Intro to Social Network Analysis (SNA) and Visualization

Social networks are ubiquitous in the world we live in. From protein and neural networks in our body to online social networks like Facebook and Twitter, the analysis of networks is an emerging area of great importance. In this talk, we look at the fundamental tenets of social network analysis, and some associated visualisations using Gephi.


Thanks to the advent of big data in various domains, like social media and social network sites, the study of social networks using computational methods has gained popularity. In this introductory talk, I will introduce some fundamental notations and properties that are used to characterize such networks, and discuss a number of key network measures that are commonly used in data science contexts. We will also learn how a social network and its associated metrics can be generated and visualized using Gephi, an open-source network visualization and analysis tool that offers a set of user-friendly, yet powerful, features for performing SNA.

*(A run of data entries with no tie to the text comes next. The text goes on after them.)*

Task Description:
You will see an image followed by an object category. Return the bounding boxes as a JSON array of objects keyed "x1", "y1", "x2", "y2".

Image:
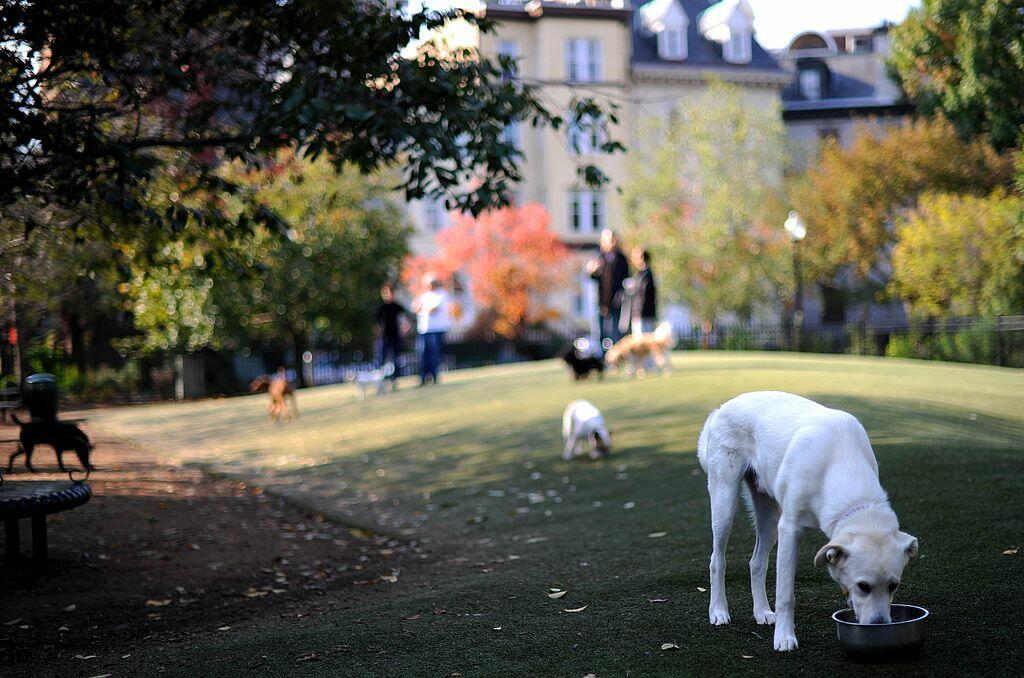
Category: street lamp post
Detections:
[{"x1": 784, "y1": 210, "x2": 807, "y2": 350}]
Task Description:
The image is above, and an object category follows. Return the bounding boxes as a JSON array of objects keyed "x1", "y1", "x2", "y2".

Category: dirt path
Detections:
[{"x1": 0, "y1": 426, "x2": 427, "y2": 676}]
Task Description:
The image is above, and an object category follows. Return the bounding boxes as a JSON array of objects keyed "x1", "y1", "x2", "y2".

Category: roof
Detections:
[{"x1": 632, "y1": 0, "x2": 782, "y2": 73}]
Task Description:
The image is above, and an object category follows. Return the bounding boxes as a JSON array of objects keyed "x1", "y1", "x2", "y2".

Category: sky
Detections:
[{"x1": 746, "y1": 0, "x2": 921, "y2": 49}]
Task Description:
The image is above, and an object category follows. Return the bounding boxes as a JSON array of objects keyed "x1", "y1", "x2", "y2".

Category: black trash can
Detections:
[{"x1": 22, "y1": 372, "x2": 57, "y2": 421}]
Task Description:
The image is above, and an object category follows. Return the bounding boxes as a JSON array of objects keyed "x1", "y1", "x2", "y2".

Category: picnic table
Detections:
[{"x1": 0, "y1": 480, "x2": 92, "y2": 569}]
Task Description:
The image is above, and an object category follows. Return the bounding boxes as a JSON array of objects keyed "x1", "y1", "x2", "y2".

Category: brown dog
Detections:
[
  {"x1": 249, "y1": 368, "x2": 299, "y2": 421},
  {"x1": 604, "y1": 323, "x2": 676, "y2": 379},
  {"x1": 7, "y1": 415, "x2": 94, "y2": 473}
]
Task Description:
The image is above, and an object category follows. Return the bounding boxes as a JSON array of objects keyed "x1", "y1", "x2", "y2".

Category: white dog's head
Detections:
[{"x1": 814, "y1": 526, "x2": 918, "y2": 624}]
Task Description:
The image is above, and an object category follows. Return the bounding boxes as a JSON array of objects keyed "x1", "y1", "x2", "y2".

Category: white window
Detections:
[
  {"x1": 423, "y1": 198, "x2": 447, "y2": 234},
  {"x1": 722, "y1": 31, "x2": 751, "y2": 63},
  {"x1": 498, "y1": 40, "x2": 519, "y2": 81},
  {"x1": 565, "y1": 38, "x2": 601, "y2": 82},
  {"x1": 568, "y1": 117, "x2": 604, "y2": 156},
  {"x1": 800, "y1": 69, "x2": 821, "y2": 99},
  {"x1": 657, "y1": 27, "x2": 686, "y2": 61},
  {"x1": 569, "y1": 190, "x2": 605, "y2": 234}
]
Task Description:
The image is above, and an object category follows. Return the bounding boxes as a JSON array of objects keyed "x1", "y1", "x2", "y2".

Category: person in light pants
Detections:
[{"x1": 413, "y1": 273, "x2": 452, "y2": 386}]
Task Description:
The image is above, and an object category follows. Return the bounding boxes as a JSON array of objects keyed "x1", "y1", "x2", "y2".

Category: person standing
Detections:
[
  {"x1": 377, "y1": 283, "x2": 409, "y2": 390},
  {"x1": 618, "y1": 247, "x2": 657, "y2": 336},
  {"x1": 413, "y1": 273, "x2": 452, "y2": 386},
  {"x1": 587, "y1": 228, "x2": 630, "y2": 350}
]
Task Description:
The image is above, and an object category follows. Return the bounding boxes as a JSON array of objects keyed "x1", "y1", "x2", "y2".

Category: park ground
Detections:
[{"x1": 0, "y1": 353, "x2": 1024, "y2": 676}]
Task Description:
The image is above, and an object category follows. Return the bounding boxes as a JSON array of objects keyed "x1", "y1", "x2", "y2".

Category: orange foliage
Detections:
[{"x1": 402, "y1": 203, "x2": 568, "y2": 338}]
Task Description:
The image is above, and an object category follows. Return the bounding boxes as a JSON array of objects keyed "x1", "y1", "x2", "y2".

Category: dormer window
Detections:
[
  {"x1": 636, "y1": 0, "x2": 690, "y2": 61},
  {"x1": 799, "y1": 69, "x2": 821, "y2": 100},
  {"x1": 657, "y1": 27, "x2": 686, "y2": 61},
  {"x1": 722, "y1": 31, "x2": 751, "y2": 63},
  {"x1": 699, "y1": 0, "x2": 754, "y2": 63}
]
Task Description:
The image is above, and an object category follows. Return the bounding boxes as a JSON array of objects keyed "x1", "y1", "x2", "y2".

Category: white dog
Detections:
[
  {"x1": 562, "y1": 400, "x2": 611, "y2": 460},
  {"x1": 346, "y1": 363, "x2": 394, "y2": 402},
  {"x1": 697, "y1": 391, "x2": 918, "y2": 650}
]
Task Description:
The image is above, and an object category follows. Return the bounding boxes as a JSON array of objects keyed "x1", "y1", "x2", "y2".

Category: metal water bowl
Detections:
[{"x1": 833, "y1": 604, "x2": 929, "y2": 659}]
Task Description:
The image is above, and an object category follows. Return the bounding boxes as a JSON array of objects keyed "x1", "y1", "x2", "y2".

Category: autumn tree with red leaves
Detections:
[{"x1": 402, "y1": 203, "x2": 568, "y2": 339}]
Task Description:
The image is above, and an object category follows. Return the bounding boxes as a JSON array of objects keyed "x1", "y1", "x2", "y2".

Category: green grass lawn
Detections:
[{"x1": 90, "y1": 353, "x2": 1024, "y2": 676}]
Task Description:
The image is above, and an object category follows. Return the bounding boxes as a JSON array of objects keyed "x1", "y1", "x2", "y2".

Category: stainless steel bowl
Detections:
[{"x1": 833, "y1": 604, "x2": 928, "y2": 656}]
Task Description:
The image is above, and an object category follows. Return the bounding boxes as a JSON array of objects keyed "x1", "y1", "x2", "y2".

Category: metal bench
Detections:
[{"x1": 0, "y1": 478, "x2": 92, "y2": 569}]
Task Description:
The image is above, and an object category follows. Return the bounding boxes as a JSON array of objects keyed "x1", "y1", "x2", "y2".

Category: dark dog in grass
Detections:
[
  {"x1": 562, "y1": 346, "x2": 604, "y2": 381},
  {"x1": 7, "y1": 415, "x2": 94, "y2": 472}
]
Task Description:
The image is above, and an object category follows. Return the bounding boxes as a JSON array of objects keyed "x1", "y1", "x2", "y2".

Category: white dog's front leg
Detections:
[
  {"x1": 708, "y1": 483, "x2": 739, "y2": 626},
  {"x1": 775, "y1": 516, "x2": 800, "y2": 651}
]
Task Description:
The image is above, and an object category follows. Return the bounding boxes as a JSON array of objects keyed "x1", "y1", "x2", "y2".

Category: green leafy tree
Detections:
[
  {"x1": 0, "y1": 0, "x2": 603, "y2": 251},
  {"x1": 130, "y1": 154, "x2": 408, "y2": 387},
  {"x1": 892, "y1": 189, "x2": 1024, "y2": 316},
  {"x1": 890, "y1": 0, "x2": 1024, "y2": 150},
  {"x1": 624, "y1": 83, "x2": 793, "y2": 321},
  {"x1": 790, "y1": 117, "x2": 1013, "y2": 297}
]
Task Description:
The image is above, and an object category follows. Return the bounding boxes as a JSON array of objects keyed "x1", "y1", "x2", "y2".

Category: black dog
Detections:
[
  {"x1": 562, "y1": 346, "x2": 604, "y2": 381},
  {"x1": 7, "y1": 415, "x2": 94, "y2": 472}
]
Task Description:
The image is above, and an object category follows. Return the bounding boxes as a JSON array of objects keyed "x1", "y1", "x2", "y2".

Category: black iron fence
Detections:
[{"x1": 7, "y1": 315, "x2": 1024, "y2": 402}]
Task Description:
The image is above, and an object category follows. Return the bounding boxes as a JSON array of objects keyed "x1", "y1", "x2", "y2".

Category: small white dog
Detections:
[
  {"x1": 347, "y1": 363, "x2": 394, "y2": 402},
  {"x1": 562, "y1": 400, "x2": 611, "y2": 460},
  {"x1": 697, "y1": 391, "x2": 918, "y2": 650}
]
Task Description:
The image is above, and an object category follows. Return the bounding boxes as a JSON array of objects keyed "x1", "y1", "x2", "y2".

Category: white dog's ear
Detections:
[
  {"x1": 814, "y1": 543, "x2": 848, "y2": 567},
  {"x1": 896, "y1": 532, "x2": 918, "y2": 560}
]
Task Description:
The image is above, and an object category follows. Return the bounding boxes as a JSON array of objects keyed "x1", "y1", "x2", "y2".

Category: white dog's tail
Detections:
[
  {"x1": 697, "y1": 410, "x2": 718, "y2": 473},
  {"x1": 654, "y1": 321, "x2": 676, "y2": 348}
]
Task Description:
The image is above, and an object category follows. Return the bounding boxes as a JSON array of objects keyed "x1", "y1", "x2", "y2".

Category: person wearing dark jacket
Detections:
[
  {"x1": 618, "y1": 247, "x2": 657, "y2": 335},
  {"x1": 377, "y1": 284, "x2": 409, "y2": 390},
  {"x1": 587, "y1": 228, "x2": 630, "y2": 350}
]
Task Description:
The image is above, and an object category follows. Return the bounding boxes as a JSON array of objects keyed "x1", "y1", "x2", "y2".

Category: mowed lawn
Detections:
[{"x1": 89, "y1": 353, "x2": 1024, "y2": 676}]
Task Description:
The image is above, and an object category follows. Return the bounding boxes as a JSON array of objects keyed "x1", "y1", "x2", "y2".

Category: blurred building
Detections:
[
  {"x1": 774, "y1": 24, "x2": 913, "y2": 160},
  {"x1": 410, "y1": 0, "x2": 792, "y2": 330},
  {"x1": 774, "y1": 24, "x2": 913, "y2": 327}
]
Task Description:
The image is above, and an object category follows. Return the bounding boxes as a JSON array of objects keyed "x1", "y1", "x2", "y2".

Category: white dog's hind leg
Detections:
[
  {"x1": 562, "y1": 431, "x2": 579, "y2": 461},
  {"x1": 775, "y1": 520, "x2": 800, "y2": 651},
  {"x1": 748, "y1": 489, "x2": 778, "y2": 624},
  {"x1": 708, "y1": 450, "x2": 742, "y2": 626}
]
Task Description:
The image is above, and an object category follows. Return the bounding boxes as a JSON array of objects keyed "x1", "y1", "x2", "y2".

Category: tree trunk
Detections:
[{"x1": 14, "y1": 299, "x2": 32, "y2": 384}]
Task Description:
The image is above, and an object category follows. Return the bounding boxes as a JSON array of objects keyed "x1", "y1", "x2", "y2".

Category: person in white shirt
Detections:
[{"x1": 413, "y1": 273, "x2": 452, "y2": 386}]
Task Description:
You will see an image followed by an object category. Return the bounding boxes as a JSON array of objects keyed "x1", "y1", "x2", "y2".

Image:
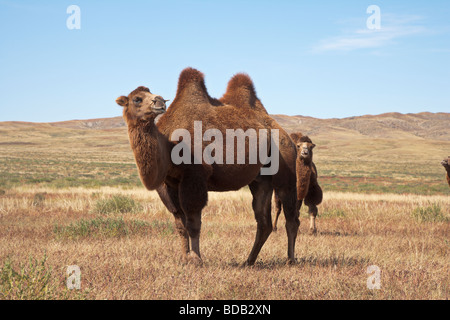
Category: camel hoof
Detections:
[
  {"x1": 286, "y1": 258, "x2": 297, "y2": 266},
  {"x1": 186, "y1": 251, "x2": 203, "y2": 266},
  {"x1": 241, "y1": 260, "x2": 255, "y2": 268}
]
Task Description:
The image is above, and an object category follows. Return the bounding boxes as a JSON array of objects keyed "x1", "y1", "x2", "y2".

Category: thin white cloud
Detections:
[{"x1": 312, "y1": 14, "x2": 427, "y2": 53}]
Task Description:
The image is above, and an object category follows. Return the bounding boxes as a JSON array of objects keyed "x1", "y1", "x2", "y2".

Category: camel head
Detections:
[
  {"x1": 297, "y1": 136, "x2": 316, "y2": 160},
  {"x1": 116, "y1": 86, "x2": 169, "y2": 120}
]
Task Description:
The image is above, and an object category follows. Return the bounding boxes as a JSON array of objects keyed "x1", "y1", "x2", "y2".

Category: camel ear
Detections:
[{"x1": 116, "y1": 96, "x2": 128, "y2": 107}]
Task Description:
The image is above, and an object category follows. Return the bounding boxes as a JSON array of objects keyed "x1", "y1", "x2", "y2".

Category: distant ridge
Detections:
[{"x1": 0, "y1": 112, "x2": 450, "y2": 141}]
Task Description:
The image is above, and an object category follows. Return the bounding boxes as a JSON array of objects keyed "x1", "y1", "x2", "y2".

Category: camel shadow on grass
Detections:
[{"x1": 227, "y1": 254, "x2": 370, "y2": 270}]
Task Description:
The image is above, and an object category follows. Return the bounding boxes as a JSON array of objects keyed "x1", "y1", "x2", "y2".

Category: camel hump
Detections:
[
  {"x1": 175, "y1": 68, "x2": 209, "y2": 100},
  {"x1": 220, "y1": 73, "x2": 258, "y2": 109},
  {"x1": 290, "y1": 132, "x2": 303, "y2": 144}
]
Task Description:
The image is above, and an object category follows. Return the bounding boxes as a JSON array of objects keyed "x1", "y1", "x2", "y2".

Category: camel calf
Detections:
[{"x1": 273, "y1": 133, "x2": 323, "y2": 234}]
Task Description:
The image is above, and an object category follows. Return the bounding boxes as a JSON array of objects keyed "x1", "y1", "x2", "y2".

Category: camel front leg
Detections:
[
  {"x1": 308, "y1": 205, "x2": 318, "y2": 235},
  {"x1": 156, "y1": 183, "x2": 189, "y2": 261},
  {"x1": 273, "y1": 192, "x2": 281, "y2": 231}
]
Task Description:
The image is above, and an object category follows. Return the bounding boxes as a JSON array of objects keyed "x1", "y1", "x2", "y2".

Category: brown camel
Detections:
[
  {"x1": 116, "y1": 68, "x2": 300, "y2": 265},
  {"x1": 273, "y1": 132, "x2": 323, "y2": 234},
  {"x1": 441, "y1": 157, "x2": 450, "y2": 187}
]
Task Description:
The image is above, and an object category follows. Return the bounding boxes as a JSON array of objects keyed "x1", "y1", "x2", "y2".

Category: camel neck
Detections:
[{"x1": 128, "y1": 119, "x2": 170, "y2": 190}]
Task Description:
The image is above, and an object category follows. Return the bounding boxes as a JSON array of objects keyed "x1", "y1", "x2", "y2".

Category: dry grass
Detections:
[{"x1": 0, "y1": 187, "x2": 450, "y2": 299}]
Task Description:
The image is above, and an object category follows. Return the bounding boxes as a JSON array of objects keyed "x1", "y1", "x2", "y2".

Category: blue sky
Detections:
[{"x1": 0, "y1": 0, "x2": 450, "y2": 122}]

This will be a hands-on walkthrough session, we recommend you to install the "Gephi" Software and also have the sample dataset with you before the session.

Software to install: Click here to download

Sample GML File: Click here to download

Sample Description: Coauthorships in network science: coauthorship network of scientists working on network theory and experiment, as compiled by M. Newman in May 2006. A figure depicting the largest component of this network can be found here. M. E. J. Newman, Phys. Rev. E 74, 036104 (2006).

Other Sample Dataset(s): Click here to view

Who should Attend?

This talk is aimed at students and professionals working in any data-related area that uses quantitative approaches. It will equip you with the basic knowledge and skills to understand, conceptualize, analyze and visualize network data.

Note: Anyone with a general interest in social networks. Some prior knowledge in graph theory is an added plus. Also, some basic exposure to R and Python is helpful to fully appreciate the benefit of the SNA libraries and packages that I would briefly mention in my talk.